Treatment can be carried out in several directions:

• Drug treatment involves injecting drugs into the man’s penis that can thin and remove blood. Punctures are carried out in combination with taking anti-inflammatory and painkillers. As a result, the amount of blood in the cavernous bodies of the penis decreases, and the man’s condition improves. At the same time, it is necessary to identify the cause of priapism as quickly as possible and begin treatment of the underlying disease;
• Surgical treatment is carried out if drug therapy has been ineffective. Surgery will also help with relapses of the disease. During the operation, doctors normalize blood flow and remove individual blood clots;
• In some cases, only amputation of the penis can cure priapism. Such radical measures are taken in as a last resort when the disease is in an extremely severe stage or in the presence of cancer.

One of the complications of such a disease as priapism is impotence. Loss of the ability to have a normal erection occurs due to the development of cavernous fibrosis.

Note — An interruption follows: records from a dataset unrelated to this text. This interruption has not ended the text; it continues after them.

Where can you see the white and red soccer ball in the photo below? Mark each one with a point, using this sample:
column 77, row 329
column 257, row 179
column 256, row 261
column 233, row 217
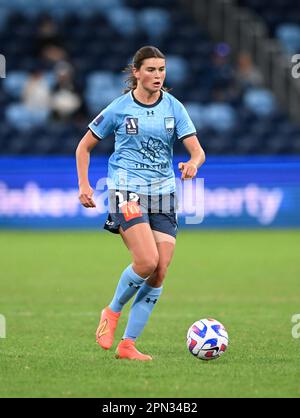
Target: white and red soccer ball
column 207, row 339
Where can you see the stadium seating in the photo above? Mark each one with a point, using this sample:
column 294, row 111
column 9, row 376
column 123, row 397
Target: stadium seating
column 100, row 37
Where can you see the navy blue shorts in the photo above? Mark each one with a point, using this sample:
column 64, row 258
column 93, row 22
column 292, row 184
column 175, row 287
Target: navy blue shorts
column 130, row 208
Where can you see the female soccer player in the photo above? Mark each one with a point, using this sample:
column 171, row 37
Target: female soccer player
column 146, row 120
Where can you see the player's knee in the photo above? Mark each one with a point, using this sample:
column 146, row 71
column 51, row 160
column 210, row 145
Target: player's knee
column 159, row 276
column 148, row 264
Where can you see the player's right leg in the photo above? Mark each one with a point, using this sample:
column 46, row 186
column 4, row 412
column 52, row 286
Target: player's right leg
column 140, row 242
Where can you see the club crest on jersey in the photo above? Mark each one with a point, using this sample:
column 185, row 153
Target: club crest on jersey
column 132, row 126
column 170, row 124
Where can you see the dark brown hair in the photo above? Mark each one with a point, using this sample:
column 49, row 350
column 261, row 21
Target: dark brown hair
column 138, row 59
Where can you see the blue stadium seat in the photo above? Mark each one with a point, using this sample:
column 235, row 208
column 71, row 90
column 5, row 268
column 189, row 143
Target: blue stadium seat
column 123, row 20
column 155, row 22
column 196, row 113
column 22, row 118
column 289, row 36
column 220, row 116
column 14, row 83
column 260, row 101
column 177, row 69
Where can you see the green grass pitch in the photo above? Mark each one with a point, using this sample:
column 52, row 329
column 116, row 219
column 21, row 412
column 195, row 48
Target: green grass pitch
column 54, row 284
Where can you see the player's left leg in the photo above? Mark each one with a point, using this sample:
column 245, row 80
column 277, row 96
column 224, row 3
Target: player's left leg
column 147, row 297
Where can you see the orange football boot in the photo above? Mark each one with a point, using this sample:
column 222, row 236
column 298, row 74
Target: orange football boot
column 126, row 350
column 106, row 328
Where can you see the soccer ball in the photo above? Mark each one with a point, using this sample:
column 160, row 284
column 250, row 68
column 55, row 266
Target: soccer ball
column 207, row 339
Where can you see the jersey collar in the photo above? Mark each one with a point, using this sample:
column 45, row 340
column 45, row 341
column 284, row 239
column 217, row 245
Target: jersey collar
column 145, row 105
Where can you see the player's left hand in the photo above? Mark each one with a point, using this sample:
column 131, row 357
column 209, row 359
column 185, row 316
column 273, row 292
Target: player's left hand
column 188, row 170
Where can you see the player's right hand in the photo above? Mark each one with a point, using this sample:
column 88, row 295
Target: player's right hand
column 86, row 196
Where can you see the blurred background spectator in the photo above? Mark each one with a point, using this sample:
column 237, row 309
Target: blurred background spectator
column 65, row 62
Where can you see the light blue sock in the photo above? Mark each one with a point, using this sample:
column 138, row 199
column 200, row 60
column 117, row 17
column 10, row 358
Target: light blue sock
column 128, row 285
column 141, row 310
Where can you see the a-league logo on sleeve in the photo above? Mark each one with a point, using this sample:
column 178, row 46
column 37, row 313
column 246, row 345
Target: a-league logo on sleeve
column 132, row 126
column 170, row 124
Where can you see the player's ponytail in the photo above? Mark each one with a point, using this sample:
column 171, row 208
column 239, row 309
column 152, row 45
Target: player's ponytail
column 138, row 59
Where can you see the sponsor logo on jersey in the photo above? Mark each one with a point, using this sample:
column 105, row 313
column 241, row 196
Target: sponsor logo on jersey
column 151, row 149
column 170, row 124
column 98, row 120
column 132, row 126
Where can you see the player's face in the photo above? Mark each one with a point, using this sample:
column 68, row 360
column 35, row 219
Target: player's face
column 152, row 74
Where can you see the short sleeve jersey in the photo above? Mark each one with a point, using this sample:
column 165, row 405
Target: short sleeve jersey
column 144, row 138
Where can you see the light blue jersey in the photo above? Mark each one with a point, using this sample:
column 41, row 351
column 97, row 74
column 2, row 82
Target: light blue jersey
column 144, row 138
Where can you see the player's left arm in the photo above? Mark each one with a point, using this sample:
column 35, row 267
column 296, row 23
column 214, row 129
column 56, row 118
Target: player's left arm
column 189, row 169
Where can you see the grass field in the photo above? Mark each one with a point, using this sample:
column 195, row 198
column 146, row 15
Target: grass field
column 53, row 285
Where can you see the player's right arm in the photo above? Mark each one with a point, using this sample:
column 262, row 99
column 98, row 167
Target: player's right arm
column 85, row 146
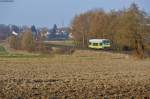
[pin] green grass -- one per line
(2, 50)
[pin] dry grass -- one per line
(85, 74)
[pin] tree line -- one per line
(127, 28)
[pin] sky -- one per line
(45, 13)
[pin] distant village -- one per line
(55, 33)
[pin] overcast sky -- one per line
(48, 12)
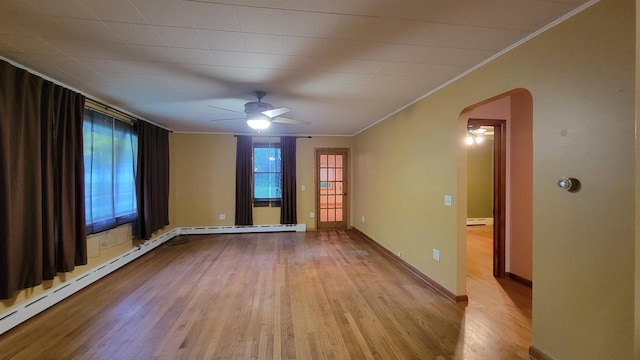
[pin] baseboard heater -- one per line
(28, 309)
(238, 229)
(479, 221)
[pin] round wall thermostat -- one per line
(569, 184)
(564, 183)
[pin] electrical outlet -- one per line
(447, 200)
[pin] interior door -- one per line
(331, 188)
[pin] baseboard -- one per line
(412, 269)
(28, 309)
(536, 354)
(520, 279)
(479, 221)
(202, 230)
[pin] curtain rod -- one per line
(297, 137)
(110, 110)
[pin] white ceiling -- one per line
(341, 64)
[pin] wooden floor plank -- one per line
(324, 295)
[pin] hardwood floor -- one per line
(323, 295)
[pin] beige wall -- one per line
(203, 171)
(581, 77)
(520, 187)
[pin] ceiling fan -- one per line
(259, 115)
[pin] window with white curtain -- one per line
(110, 154)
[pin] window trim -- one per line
(265, 202)
(115, 221)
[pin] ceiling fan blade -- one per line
(275, 112)
(217, 107)
(291, 121)
(215, 120)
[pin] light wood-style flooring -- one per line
(324, 295)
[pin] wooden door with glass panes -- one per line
(332, 209)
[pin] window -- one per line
(267, 175)
(110, 154)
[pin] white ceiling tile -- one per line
(229, 58)
(181, 37)
(164, 12)
(9, 50)
(91, 49)
(325, 6)
(355, 79)
(18, 7)
(136, 34)
(304, 46)
(85, 30)
(269, 61)
(264, 44)
(459, 36)
(361, 7)
(101, 65)
(439, 55)
(308, 24)
(153, 53)
(194, 56)
(501, 14)
(276, 4)
(372, 57)
(114, 10)
(213, 16)
(30, 45)
(223, 40)
(351, 27)
(42, 26)
(141, 68)
(63, 8)
(414, 69)
(261, 20)
(357, 66)
(11, 24)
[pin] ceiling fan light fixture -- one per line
(258, 123)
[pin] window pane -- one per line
(323, 202)
(110, 154)
(267, 172)
(323, 215)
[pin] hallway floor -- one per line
(496, 306)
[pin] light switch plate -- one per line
(447, 200)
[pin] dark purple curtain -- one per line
(152, 179)
(244, 181)
(288, 208)
(42, 223)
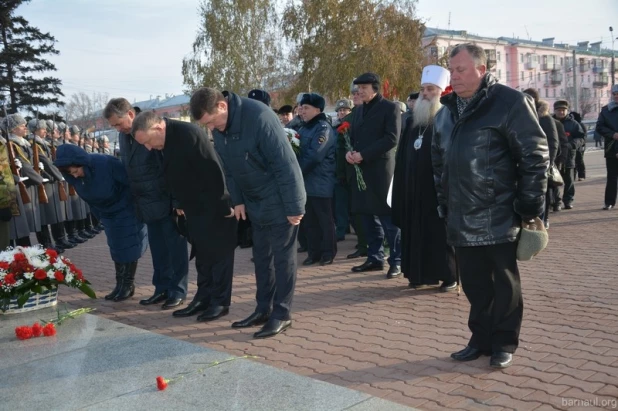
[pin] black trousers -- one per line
(320, 228)
(275, 258)
(214, 279)
(490, 279)
(611, 187)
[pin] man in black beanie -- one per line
(375, 131)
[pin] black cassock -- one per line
(425, 256)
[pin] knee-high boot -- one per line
(127, 288)
(119, 276)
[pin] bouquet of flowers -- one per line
(294, 139)
(26, 271)
(344, 130)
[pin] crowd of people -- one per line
(437, 189)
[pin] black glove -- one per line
(5, 214)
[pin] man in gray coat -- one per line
(265, 183)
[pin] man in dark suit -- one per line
(375, 130)
(266, 183)
(194, 177)
(154, 207)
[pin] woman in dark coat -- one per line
(101, 181)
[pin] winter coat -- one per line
(145, 171)
(490, 165)
(260, 166)
(194, 176)
(105, 187)
(318, 143)
(374, 133)
(576, 136)
(607, 126)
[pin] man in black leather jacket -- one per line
(490, 159)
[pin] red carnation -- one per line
(37, 330)
(49, 330)
(51, 253)
(9, 279)
(40, 275)
(161, 383)
(343, 127)
(23, 332)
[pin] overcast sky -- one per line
(135, 48)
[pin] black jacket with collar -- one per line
(260, 167)
(490, 165)
(145, 171)
(375, 131)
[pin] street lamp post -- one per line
(611, 32)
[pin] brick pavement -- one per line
(365, 332)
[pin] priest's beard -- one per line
(425, 111)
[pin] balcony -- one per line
(600, 69)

Despite the fact that it is not recommended to treat priapism using traditional methods, there are still several ways to alleviate the patient’s condition before providing medical assistance. Applying ice packs will slightly lower blood pressure in the groin area. A similar effect can be obtained by performing sports exercises included in the step aerobics complex. You can use the nearest ladder as a sports equipment.
Priapism is a fairly rare disease, but in order to completely exclude the possibility of its development, you should regularly undergo examination by a doctor specializing in the treatment of diseases of the male genitourinary system. In addition, you should lead an active lifestyle, avoid excessive drinking and streamline your sex life. If you have diseases that can lead to long-term painful erections, it is important to treat them promptly. Men who suffer from sickle cell anemia should be especially careful.